Note that this is different from the question of "should I do X?" This is a separate question from "did I enjoy X?" Right now I'm just sharpening the enjoyment sense. More like "did that food taste good?" than "should I eat that food?"

Also note that there are a few levels of granularity. It might be worthwhile for me to notice, not just "did I enjoy this whole bike trip", but "did I enjoy the last 5 minutes in the middle of this bike trip."

Saturday, May 11, 2019

Tryna slow down a bit, kinda

This blog is real interesting for self reflection. I recently noticed that I started a post in early March that looked like this:

"I've been feeling energized. One thing is, I've recently been traveling; that often tends to energize me. I'm doing a project at work that's more execution and less deep thinking and that's kind of energizing; it's within what I feel like I can do.
I'm feeling more connected to music and stuff than usual. Like, I feel like I want to *make art*, despite the fact that I have zero experience actually making art, and whenever I give myself a large chunk of unstructured time, I can't say that I do amazing things with it."

This is no longer the case, and I forgot that it even happened, and so recently! Though I do now remember it; it was busy and only pleasant in a kinda hyped up way. Plus, said work project became kinda a bummer, but then finished, so I'm feeling some sense of accomplishment and relief, but mostly just glad to be done with it.

These days, well. For the last couple years, I've been working with at least one professional, often two, sometimes even more, that kinda... help me be a person? Currently it's therapist J and meditation teacher K. It changes sometimes, often with moves, but sometimes otherwise too. It's nice to have a couple outside perspectives, and it's extra nice when they converge.

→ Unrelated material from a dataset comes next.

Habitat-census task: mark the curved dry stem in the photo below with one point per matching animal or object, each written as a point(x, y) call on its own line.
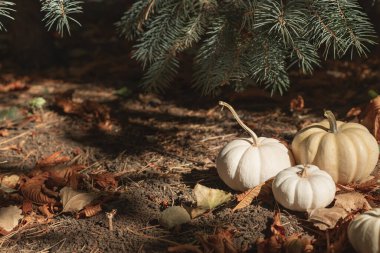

Recent convergence I've been summing up as "think less, feel more." Step 0 of getting good at meditating seems to involve being able to switch between the fast, feeling system and the slow, focused System 2 thinking system. Living in the present, not worrying about the future; applying your awareness like a floodlight, not a laser; being, not accomplishing.

This essay about "bandwidth" feels relevant. Quote:
"Personal "bandwidth" implies that we must move through the world like machines; and that experience is, to use a different metaphor, something that we need to process, and process, and, process, up until we hit some kind of capacity."
And that's what I've been doing: optimizing for processing the most information, basically. Or for churning through the most tasks on a list.

So, I don't know how relevant it is, but I've been trying to stop thinking about myself as an information processor. Some ways:
- sleeping more (because what do I have to do so late, anyway?)
- listening to podcasts almost entirely
- playing Pokemon go, finally. It wasn't even fun anymore! It was just a way to spend every spare 30 seconds accomplishing something!

Some things that have made this hard:
- Slay the Spire is a great new video game that I like a lot, and I kinda want to spend all my time playing it. I can't decide if this is Good (because I'm doing something I like!) or Bad (because I sure do feel like a computer while I'm doing it).
- I mean, work and stuff; there's kind of a lot of things you need to do just to exist. Work, errands, appointments, etc.

It's a thing I'm thinking about now, anyway.